The book was written in 1923, when Goebbels was 26, after he had finished his PhD.

==Plot==
In a diary form the story follows the journey of Michael, a fictional character who represents a young Joseph Goebbels. At the beginning of the novel Michael has just returned home from service in the Great War. He finds a new democratic Germany which invokes feelings of both love and hate. Throughout the novel Michael wrestles with this mix of nationalist pride and anger towards Weimar Germany and he explores his personal philosophy and belief system.

==Analysis==
In the novel Goebbels gives praise to Christianity, and describes Jesus as one of the finest men to have ever lived but claimed also that he was not a Jew. He also demonstrates his early socialist sympathies when he stated that Germans had to be "something like Christ Socialists" The book also explores the nature of God and the contemporary man: "modern man...is intrinsically a seeker of God, perhaps a Christ-man."

Goebbels retained a small amount of Christianity, but an eccentric form, which diminished even more after the failed church reform program in 1934–35.
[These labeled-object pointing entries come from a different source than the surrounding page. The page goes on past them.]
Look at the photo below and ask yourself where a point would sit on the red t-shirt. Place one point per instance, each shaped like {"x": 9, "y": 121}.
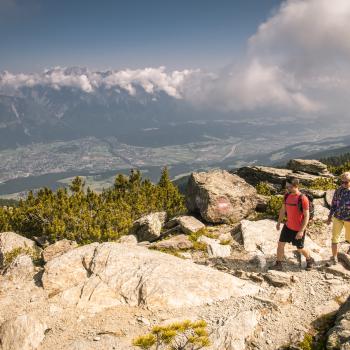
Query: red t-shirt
{"x": 294, "y": 215}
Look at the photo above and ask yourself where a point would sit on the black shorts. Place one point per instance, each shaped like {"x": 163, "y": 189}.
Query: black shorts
{"x": 288, "y": 236}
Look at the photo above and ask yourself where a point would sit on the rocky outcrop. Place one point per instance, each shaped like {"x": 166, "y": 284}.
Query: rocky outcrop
{"x": 187, "y": 224}
{"x": 21, "y": 268}
{"x": 339, "y": 335}
{"x": 255, "y": 174}
{"x": 310, "y": 166}
{"x": 23, "y": 332}
{"x": 278, "y": 278}
{"x": 232, "y": 335}
{"x": 10, "y": 241}
{"x": 148, "y": 227}
{"x": 214, "y": 248}
{"x": 220, "y": 197}
{"x": 99, "y": 276}
{"x": 260, "y": 235}
{"x": 275, "y": 176}
{"x": 179, "y": 242}
{"x": 128, "y": 239}
{"x": 58, "y": 248}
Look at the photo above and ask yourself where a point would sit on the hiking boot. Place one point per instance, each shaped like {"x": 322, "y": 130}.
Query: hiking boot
{"x": 310, "y": 264}
{"x": 278, "y": 266}
{"x": 332, "y": 261}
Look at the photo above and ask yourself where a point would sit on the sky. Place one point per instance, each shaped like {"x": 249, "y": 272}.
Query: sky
{"x": 268, "y": 57}
{"x": 104, "y": 34}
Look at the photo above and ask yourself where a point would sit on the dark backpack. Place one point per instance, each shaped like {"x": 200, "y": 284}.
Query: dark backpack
{"x": 300, "y": 205}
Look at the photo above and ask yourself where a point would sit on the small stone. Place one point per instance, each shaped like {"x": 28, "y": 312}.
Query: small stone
{"x": 144, "y": 321}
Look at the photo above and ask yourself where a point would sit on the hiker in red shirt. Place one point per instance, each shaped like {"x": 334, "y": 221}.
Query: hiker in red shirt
{"x": 296, "y": 207}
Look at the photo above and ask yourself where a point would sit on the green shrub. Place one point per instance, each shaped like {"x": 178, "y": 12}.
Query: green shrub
{"x": 263, "y": 188}
{"x": 186, "y": 335}
{"x": 84, "y": 216}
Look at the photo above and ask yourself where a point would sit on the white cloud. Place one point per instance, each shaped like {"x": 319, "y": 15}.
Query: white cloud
{"x": 297, "y": 61}
{"x": 151, "y": 79}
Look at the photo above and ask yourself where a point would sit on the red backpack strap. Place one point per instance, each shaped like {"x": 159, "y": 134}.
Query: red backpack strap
{"x": 286, "y": 197}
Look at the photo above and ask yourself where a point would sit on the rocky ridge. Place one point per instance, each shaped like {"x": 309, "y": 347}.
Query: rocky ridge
{"x": 102, "y": 295}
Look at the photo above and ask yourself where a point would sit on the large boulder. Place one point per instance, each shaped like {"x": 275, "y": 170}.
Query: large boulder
{"x": 232, "y": 335}
{"x": 255, "y": 174}
{"x": 20, "y": 269}
{"x": 339, "y": 335}
{"x": 310, "y": 166}
{"x": 187, "y": 224}
{"x": 174, "y": 243}
{"x": 99, "y": 276}
{"x": 24, "y": 332}
{"x": 148, "y": 227}
{"x": 219, "y": 196}
{"x": 214, "y": 248}
{"x": 11, "y": 240}
{"x": 58, "y": 248}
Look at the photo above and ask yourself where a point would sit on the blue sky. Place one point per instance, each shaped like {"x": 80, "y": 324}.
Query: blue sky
{"x": 38, "y": 34}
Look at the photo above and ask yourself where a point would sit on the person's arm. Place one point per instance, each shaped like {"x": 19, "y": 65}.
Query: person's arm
{"x": 306, "y": 219}
{"x": 281, "y": 216}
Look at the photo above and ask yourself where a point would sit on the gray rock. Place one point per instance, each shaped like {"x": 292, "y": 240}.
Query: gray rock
{"x": 220, "y": 197}
{"x": 176, "y": 242}
{"x": 310, "y": 166}
{"x": 234, "y": 332}
{"x": 275, "y": 176}
{"x": 10, "y": 241}
{"x": 188, "y": 224}
{"x": 262, "y": 203}
{"x": 128, "y": 239}
{"x": 339, "y": 335}
{"x": 23, "y": 332}
{"x": 214, "y": 248}
{"x": 148, "y": 227}
{"x": 58, "y": 248}
{"x": 314, "y": 193}
{"x": 21, "y": 268}
{"x": 256, "y": 174}
{"x": 277, "y": 278}
{"x": 99, "y": 276}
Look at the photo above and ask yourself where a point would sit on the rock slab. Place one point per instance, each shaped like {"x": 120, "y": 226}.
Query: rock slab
{"x": 220, "y": 197}
{"x": 232, "y": 335}
{"x": 311, "y": 166}
{"x": 23, "y": 332}
{"x": 11, "y": 240}
{"x": 99, "y": 276}
{"x": 58, "y": 248}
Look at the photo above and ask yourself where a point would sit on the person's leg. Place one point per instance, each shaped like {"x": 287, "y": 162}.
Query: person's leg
{"x": 336, "y": 231}
{"x": 280, "y": 251}
{"x": 305, "y": 252}
{"x": 347, "y": 233}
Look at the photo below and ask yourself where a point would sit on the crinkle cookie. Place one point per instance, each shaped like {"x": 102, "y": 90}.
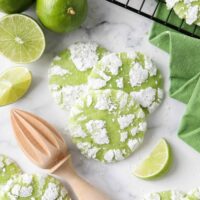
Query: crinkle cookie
{"x": 168, "y": 195}
{"x": 194, "y": 194}
{"x": 69, "y": 72}
{"x": 107, "y": 125}
{"x": 131, "y": 72}
{"x": 186, "y": 9}
{"x": 34, "y": 187}
{"x": 8, "y": 169}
One of Joseph Goebbels' biographers, Joachim Fest (who was also Hitler's biographer), suggests that Michael sheds light on Goebbels' state of mind and self-image: "The very name of the hero, Michael, to whom he gave many autobiographical features, suggests the way his self-identification was pointing: a figure of light, radiant, tall, unconquerable," and above all "'To be a soldier! To stand sentinel! One ought always to be a soldier,' wrote Michael-Goebbels."

== Publication history ==
It was rejected for publication but later published in 1929 by NSDAP officials against Goebbels' wishes. The original edition carried the subtitle Pages From a German Destiny. The book was rejected by several German printers. Only parts I and III have survived. Michael was a significant popular success, going through seventeen printings.

In 1987, it was republished by Amok Press. This edition was translated into English by Joachim Neugroschel, and was 131 pages long. It was published in paperback form. This publication lacked the original subtitle, and it was instead printed as simply Michael: A Novel.